In fiscal 1999, Worldwide saw its share of boxers’ purses fall to a little more than $230,000, down sharply from nearly $472,000 for 1998. The company blamed that decline mostly on the lack of any championship boxing bouts in 1999. Worldwide generally received a 15 percent to 27.5 percent cut of boxing purses, and about 20 percent of the fees for its boxers’ endorsements, public appearances and commercials.

Meanwhile, boxing-related expenses at Worldwide swelled to nearly $890,000 for the fiscal year ended Dec. 31, 1999, compared with a little more than $625,000 in 1998. The main reason for the higher expenses? The joint boxing ventures resulted in more boxers on its roster and a corresponding rise in boxing management costs.

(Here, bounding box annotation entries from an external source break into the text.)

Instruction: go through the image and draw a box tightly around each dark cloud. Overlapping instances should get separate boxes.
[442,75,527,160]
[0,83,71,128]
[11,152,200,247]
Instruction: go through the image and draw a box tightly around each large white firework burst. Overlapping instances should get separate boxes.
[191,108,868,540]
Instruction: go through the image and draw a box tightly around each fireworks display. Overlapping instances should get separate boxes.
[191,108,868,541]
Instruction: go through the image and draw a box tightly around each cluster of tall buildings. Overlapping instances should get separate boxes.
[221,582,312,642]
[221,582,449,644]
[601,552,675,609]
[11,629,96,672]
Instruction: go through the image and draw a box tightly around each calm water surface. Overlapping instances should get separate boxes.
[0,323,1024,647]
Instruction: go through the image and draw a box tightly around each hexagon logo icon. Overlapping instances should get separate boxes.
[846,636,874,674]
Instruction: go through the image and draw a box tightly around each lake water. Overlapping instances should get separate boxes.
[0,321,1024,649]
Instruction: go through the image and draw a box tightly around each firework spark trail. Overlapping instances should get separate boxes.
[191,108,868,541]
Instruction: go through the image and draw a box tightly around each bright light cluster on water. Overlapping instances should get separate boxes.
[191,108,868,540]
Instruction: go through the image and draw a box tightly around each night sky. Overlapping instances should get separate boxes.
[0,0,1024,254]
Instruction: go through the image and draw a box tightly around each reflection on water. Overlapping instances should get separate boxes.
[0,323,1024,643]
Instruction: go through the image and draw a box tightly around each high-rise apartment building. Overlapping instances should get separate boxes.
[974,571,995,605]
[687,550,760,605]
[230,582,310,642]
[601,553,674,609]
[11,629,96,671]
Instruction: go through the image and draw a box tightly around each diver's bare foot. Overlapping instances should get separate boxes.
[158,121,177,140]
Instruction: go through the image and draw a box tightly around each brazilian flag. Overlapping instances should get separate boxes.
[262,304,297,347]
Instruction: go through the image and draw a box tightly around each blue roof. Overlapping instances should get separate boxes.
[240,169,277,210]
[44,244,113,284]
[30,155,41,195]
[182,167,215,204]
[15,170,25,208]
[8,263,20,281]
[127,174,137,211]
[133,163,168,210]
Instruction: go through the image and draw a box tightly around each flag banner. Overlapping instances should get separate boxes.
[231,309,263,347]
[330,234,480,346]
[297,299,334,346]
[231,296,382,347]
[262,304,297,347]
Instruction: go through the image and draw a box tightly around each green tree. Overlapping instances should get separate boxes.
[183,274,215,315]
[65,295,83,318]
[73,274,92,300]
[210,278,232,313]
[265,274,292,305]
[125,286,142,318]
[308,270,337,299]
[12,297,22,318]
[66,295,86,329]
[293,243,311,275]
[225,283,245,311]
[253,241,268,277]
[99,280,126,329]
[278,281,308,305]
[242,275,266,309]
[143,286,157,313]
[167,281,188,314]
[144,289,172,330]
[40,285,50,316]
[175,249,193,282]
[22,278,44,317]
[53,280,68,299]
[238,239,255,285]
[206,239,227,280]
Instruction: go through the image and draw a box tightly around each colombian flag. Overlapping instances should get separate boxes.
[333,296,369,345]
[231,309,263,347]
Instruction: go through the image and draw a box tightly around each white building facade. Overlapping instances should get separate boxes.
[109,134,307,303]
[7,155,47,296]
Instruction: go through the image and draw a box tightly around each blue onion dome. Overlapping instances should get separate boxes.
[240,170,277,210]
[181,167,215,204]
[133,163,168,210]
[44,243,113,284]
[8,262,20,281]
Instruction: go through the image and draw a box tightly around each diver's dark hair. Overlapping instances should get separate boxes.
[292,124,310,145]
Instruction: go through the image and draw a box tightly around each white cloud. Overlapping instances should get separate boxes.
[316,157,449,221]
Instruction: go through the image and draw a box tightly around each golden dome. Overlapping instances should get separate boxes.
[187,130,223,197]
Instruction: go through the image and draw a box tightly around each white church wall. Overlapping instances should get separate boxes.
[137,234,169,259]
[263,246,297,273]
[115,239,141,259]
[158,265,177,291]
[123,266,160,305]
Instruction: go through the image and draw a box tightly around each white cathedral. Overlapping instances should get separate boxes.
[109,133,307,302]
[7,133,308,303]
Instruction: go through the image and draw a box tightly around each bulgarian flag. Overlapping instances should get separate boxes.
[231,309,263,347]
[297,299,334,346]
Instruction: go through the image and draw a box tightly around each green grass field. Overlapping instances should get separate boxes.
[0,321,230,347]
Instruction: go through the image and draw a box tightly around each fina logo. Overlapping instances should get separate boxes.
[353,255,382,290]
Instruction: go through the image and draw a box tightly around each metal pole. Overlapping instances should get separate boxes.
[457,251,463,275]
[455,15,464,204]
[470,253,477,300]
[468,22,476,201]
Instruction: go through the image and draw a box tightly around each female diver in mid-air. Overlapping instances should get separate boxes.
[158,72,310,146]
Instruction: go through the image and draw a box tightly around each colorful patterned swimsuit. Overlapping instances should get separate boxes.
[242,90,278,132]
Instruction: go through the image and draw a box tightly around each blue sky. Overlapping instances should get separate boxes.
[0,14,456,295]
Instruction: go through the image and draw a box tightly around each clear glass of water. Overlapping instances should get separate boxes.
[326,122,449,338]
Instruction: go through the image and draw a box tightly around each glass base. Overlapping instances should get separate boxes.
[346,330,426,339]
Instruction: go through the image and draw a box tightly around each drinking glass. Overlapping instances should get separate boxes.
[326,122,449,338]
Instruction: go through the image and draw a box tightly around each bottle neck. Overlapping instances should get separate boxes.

In the fourth quarter of 2000, Mangum wrote off its $75,000 investment in joint boxing ventures with Munisteri and another company, Bulldog Boxing Management LLC. That October, Mangum issued nearly 16,700 shares of restricted common stock, valued at close to $39,000, to Munisteri in connection with the joint venture.

‘Considerable’ investment

In a news release issued in 1999, Munisteri said he was “pleased to commit my boxers to Worldwide in this joint venture because I am confident that Worldwide is a dynamic sports and entertainment company which is the dominant management company in boxing.”

In the same news release, Marc Roberts, who then was chairman and CEO of Worldwide, said the Munisteri joint venture had provided his company with seven promising boxers in whom Munisteri had invested “considerable time, effort and money.” According to Roberts, Munisteri’s monetary outlay exceeded $1 million.

For its part, Mangum reported in an SEC filing that the costs of developing a fighter, particularly a young amateur, into a professional boxer who capable of commanding significant purses can stretch out over several years “and constitute hundreds of thousands of dollars or more.”

To his credit, Munisteri didn’t let the Worldwide punch keep him down on the canvas. In 2004, for instance, four of his promising fighters went undefeated.

“I do not believe that there is another boxing organization that has had the type of year we have relative to the development of young heavyweight prospects,” Munisteri said at the time.

1 Comments on “10 years before Texas GOP chairmanship, Steve Munisteri boxing deal fell through the ropes”

  1. Trivial Pursuit Question 2020: Which Chairman for the Texas Republican Party was also a boxing manage?

    Hint; During this person’s tenure, the TRP had its most successful run in the preceding 130 years. When he stepped down in 2018, 98 percent of the state wide and county wide elective offices in Texas were held by Republicans.